David M. Childs, 1941–2025

John Hill | 28. March 2025
One World Trade Center (2014), designed by Childs, with his earlier 7 World Trade Center (2006) peering behind it. (Photo: John Hill/World-Architects)

David Magie Childs joined SOM in 1971, four years after graduating from Yale University with a master's degree in architecture, and he stayed there until his retirement in 2022, moving from the Washington, DC, office to the New York City headquarters in between. Working so long at one firm not bearing his name is evidence of a different era of architectural practice—a particular, corporate type of practice born in the mid-20th century—as well as a modesty of character. The latter trait finds expression in the buildings designed by Childs, which ranged from postmodernism in masonry in the 1980s to all-glass skyscrapers this century. “I’m more like Eero Saarinen, whom I revere,” he's quoted as saying in a New York Times obituary, because “his buildings all look different.”

That obituary, by David Dunlap, asserts that “Mr. Childs was the antithesis of a ‘starchitect,’ whose celebrity derives from unmistakable flourishes.” Nevertheless, few architects can boast to having one of their creations documented in a television mini series and companion book, as was the case with Childs's Worldwide Plaza, a mixed-use complex built in the late 1980s on a full city block in Hell's Kitchen on Manhattan's West Side. Draped in brick and capped by pyramidal roofs, the trio of Worldwide Plaza buildings that Childs designed for developer William Zeckendorf, Jr. are part of SOM's postmodernist phase that would extend at least until the end of the millennium.

One Worldwide Plaza (right) and Two Worldwide Plaza (left), designed by David M. Childs and completed in 1989. (Photo: Jim.henderson/Wikimedia Commons)

As partner at the New York office of SOM from his arrival there in 1984 until his retirement, Childs was responsible for the design of numerous buildings, but his work this century centers on a trio of projects in Manhattan: one at Columbus Circle and two at the World Trade Center. 

What would become Time Warner Center, and is now known as Deutsche Bank Center, began as a replacement for the Coliseum, an architecturally bland convention center on the western edge of Columbus Circle slated for demolition after the construction of the larger Javits Center in 1986. Working for developer Mortimer B. Zuckerman, Childs's early schemes for the site were postmodern, depicting a cluster of masonry buildings ascending to two skyscrapers joined by a sky bridge.

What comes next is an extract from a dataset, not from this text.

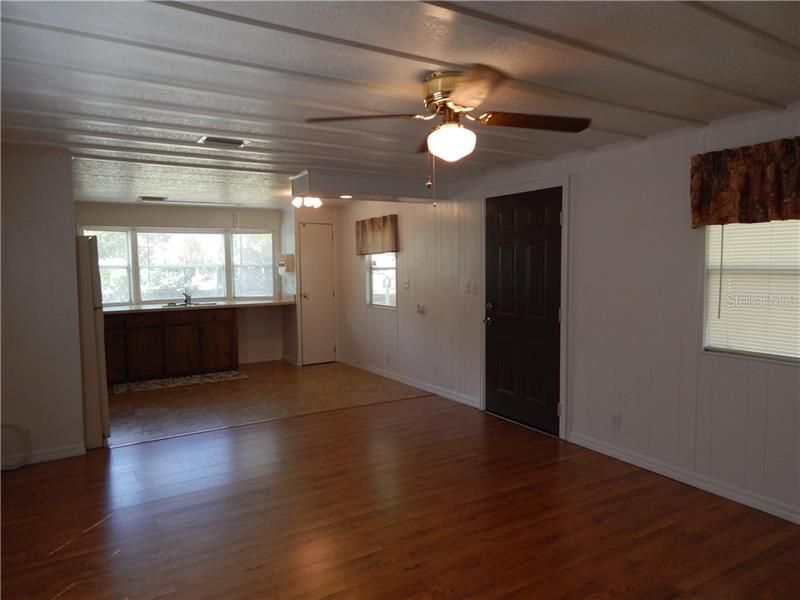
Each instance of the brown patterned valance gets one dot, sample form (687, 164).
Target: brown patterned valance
(751, 184)
(376, 235)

Following delays and changes in architects and developers, the complex Childs designed for Related Companies and that was ultimately built retained the pair of towers but sheathed their parallelogram shapes in mirrored glass and joined them via a curving mall at street level. Completed in 2003, Time Warner Center was notably the first major development built in New York City following the September 11 attacks.

Deutsche Bank Center, 2003 (Photo: Alex Liivet, cropped from the original at Wikimedia Commons)

Even before the events of 9/11, Larry Silverstein had hired Childs to renovate the Twin Towers at the World Trade Center, whose lease the developer had happened to acquire in July 2001. If Silverstein's immediate impulse were carried through, though, Childs would have been responsible for designing the all of the office space replacing the Twin Towers, but, as explained in Dunlap's obituary, “Mr. Childs declined the commission to design all the new towers, saying architectural diversity was vital to the site.” Still, he was ultimately responsible for two of the half-dozen numbered towers at the WTC site, beginning with 7 World Trade Center in 2006—which Dunlap calls “arguably Mr. Childs’s finest skyscraper”—and culminating with the 104-story One World Trade Center in 2014.

At the time of the very public unfolding of the design One World Trade Center, and depending on what your sources for news were, Childs was portrayed as something of an antagonist to Daniel Libeskind, the unlikely winner of the WTC master plan competition. Libeskind was inspired by the Statue of Liberty in designing what he called Freedom Tower, the tallest of the replacement buildings, reaching a symbolically charged height of 1776 feet. Childs was the corporate architect with strong ties to developers, while Libeskind was the avant-garde architect whose built resume consisted of just one building at the time. The combination of Freedom Tower's asymmetrical design and Libeskind's lack of practical experience made Childs and SOM ideal for the commission, one that would retain its height but be renamed One World Trade Center. The tallest building at the World Trade Center, in all of New York City, and in the Western Hemisphere, Childs's One World Trade Center was also, like Worldwide Plaza, fittingly the subject of a documentary and a book-length monograph soon after it opened in 2014.